EXCLUSIVE: New California "Strike Force" To Tackle State's Massive Veterans Claims Backlog

Good news for the thousands of California war veterans who've been waiting, some of them for years, for their disability claims to be processed. The Reno Dispatch has just learned that long-pending benefits claims submitted by the state's veterans caught in the Department of Veterans Affairs (VA) processing “log jam” could finally be addressed, thanks to state lawmakers.

California Governor Jerry Brown's new budget has authorized $3 million and 36 limited-term positions that will allow the California Department of Veterans Affairs (CalVet) to work with the national VA office to help alleviate its massive veterans’ claims backlog, which nationally still stands at more than 800,000.

The money will be used to hire a “Strike Force” team of 12 Veterans Claims Representatives (VCR) for each of VA’s regional offices in San Diego, Los Angeles and Oakland to focus on backlogged claims, ensuring they are properly developed and have all necessary documentation needed for adjudication.

This is a refreshing and rare example of a state-federal coalition created for the benefit of veterans. It's pretty obvious that state lawmakers are listening to veterans and growing tired of waiting for the feds to do the right thing. 

Paul Sullivan, a Gulf War veteran and managing director of public affairs and veterans outreach at Bergmann & Moore, a law firm whose entire practice is devoted to assisting veterans with their disability claims, tells The Reno Dispatch that the firm is "very pleased CALVET follows the lead of the Texas Veterans Commission (TVC) and helps our wounded and injured veterans with their VA disability claims. VA truly needs the assistance because the average time for VA to complete a claim is longer than one year, and VA makes mistakes in 30 percent of high-risk claims."

Sullivan adds, "The extra staff hired by CALVET and TVC help our most vulnerable veterans, such as those with new claims, claims on appeal, or claims for post-traumatic stress disorder, traumatic brain injury, or individual unemployability"

The VA has promised to end the massive backlog by 2015. But many sources say that goal is no longer realistic, despite the VA's recent rollout of its new computerized claims system, which I wrote about earlier this year in The Daily Beast

California veterans are among those who have to wait the longest to get the benefits they've earned. The VA's Oakland office, which serves Northern California veterans and has more than 30,000 claims pending, is one of the worst in the nation with a wait period of more than 600 days for initial claims, according to The Center for Investigative Reporting (CIR). 

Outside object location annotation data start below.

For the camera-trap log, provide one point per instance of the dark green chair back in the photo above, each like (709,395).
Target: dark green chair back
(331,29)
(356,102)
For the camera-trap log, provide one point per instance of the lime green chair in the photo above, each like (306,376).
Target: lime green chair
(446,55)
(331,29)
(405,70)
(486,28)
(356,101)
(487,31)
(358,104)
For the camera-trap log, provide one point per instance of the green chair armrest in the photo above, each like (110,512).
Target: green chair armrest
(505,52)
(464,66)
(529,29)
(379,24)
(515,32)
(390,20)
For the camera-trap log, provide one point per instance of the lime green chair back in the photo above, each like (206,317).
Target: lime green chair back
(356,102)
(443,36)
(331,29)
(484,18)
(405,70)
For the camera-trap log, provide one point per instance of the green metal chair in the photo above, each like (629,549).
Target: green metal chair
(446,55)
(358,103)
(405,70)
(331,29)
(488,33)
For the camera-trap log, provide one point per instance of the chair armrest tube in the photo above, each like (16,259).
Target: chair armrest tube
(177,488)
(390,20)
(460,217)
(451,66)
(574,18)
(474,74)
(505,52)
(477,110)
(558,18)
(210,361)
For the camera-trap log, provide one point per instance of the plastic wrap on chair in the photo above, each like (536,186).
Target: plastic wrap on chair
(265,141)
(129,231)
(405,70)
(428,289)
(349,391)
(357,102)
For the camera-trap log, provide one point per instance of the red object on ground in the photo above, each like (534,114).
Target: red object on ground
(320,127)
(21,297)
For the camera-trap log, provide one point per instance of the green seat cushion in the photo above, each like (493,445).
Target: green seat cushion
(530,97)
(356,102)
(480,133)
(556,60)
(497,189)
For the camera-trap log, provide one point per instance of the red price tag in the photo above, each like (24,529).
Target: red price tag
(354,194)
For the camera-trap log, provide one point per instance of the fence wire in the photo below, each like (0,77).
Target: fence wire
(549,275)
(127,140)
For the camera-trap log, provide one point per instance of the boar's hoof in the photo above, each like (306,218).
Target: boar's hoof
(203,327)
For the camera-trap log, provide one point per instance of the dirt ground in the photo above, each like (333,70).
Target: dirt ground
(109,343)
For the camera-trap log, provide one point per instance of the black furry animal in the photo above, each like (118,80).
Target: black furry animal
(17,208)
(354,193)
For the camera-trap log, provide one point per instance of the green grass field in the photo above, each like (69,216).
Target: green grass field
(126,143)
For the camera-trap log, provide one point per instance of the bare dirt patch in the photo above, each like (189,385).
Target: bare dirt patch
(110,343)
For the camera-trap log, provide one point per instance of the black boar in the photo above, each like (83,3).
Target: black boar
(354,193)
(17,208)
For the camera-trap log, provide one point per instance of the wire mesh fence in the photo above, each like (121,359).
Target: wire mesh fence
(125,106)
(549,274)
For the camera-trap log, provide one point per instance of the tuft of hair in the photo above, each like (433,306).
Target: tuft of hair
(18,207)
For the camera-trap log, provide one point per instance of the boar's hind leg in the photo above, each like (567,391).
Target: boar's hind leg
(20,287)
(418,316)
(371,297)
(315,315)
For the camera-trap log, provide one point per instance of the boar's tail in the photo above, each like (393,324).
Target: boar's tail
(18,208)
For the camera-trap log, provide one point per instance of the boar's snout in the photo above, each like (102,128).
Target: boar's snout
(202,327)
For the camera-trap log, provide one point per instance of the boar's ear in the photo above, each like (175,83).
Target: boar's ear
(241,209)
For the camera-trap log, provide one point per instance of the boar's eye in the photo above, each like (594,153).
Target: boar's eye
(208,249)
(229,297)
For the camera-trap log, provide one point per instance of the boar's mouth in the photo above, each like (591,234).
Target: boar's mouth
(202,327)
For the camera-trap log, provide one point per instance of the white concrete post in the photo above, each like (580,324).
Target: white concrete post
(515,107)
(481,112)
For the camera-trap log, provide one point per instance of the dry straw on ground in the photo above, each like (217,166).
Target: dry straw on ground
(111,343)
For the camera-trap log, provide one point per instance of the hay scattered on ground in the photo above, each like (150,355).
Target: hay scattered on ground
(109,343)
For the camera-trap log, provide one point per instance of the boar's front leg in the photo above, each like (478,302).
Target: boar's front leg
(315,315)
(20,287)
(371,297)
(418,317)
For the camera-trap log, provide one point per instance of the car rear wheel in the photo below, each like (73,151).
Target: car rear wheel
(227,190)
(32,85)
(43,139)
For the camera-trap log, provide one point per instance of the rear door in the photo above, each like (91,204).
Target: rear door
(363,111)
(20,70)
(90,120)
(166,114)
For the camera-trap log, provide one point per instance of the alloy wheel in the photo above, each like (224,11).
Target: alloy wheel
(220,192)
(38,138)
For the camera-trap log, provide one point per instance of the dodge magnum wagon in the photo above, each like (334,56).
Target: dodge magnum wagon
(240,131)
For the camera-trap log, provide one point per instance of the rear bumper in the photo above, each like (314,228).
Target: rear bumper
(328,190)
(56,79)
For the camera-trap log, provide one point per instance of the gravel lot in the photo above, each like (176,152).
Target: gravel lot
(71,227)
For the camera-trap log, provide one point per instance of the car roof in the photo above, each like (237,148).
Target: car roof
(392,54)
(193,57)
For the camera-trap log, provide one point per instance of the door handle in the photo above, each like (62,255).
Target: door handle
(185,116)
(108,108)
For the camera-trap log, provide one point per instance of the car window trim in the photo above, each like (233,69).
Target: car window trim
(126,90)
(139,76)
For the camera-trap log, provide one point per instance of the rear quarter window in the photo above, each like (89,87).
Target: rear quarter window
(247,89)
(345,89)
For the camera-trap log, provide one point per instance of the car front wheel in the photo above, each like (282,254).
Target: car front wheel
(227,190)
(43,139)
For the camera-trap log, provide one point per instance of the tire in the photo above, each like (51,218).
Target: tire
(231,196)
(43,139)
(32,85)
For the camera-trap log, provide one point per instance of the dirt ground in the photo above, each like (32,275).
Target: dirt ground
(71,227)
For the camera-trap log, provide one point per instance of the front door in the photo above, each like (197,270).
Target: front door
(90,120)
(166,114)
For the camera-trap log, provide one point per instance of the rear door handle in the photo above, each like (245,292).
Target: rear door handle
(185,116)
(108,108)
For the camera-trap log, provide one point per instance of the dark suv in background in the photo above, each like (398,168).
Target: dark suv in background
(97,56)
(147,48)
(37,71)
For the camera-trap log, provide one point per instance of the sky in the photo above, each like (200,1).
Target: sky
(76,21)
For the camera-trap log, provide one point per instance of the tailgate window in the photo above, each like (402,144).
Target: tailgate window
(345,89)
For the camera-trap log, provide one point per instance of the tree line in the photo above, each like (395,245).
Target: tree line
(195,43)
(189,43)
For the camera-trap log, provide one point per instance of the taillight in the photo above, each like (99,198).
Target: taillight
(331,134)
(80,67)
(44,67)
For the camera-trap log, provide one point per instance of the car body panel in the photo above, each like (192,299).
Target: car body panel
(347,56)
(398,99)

In a statement today, CalVet Secretary Peter J. Gravett said, “We appreciate the leadership of the Governor and the Speaker on this initiative as well as the Legislature’s continued support of CalVet and its efforts to ensure the well-being of California veterans and their families. Helping them get the benefits they so richly deserve after their honorable service to our country is the very least we can do for them.”

CalVet has already begun advertising to fill the limited-term positions and is looking to hire VCRs with previous veterans’ benefits claims processing experience. The VA's national office will provide office space, computers, phones and other equipment for the Strike Teams which will work under the supervision of CalVet regional office staff.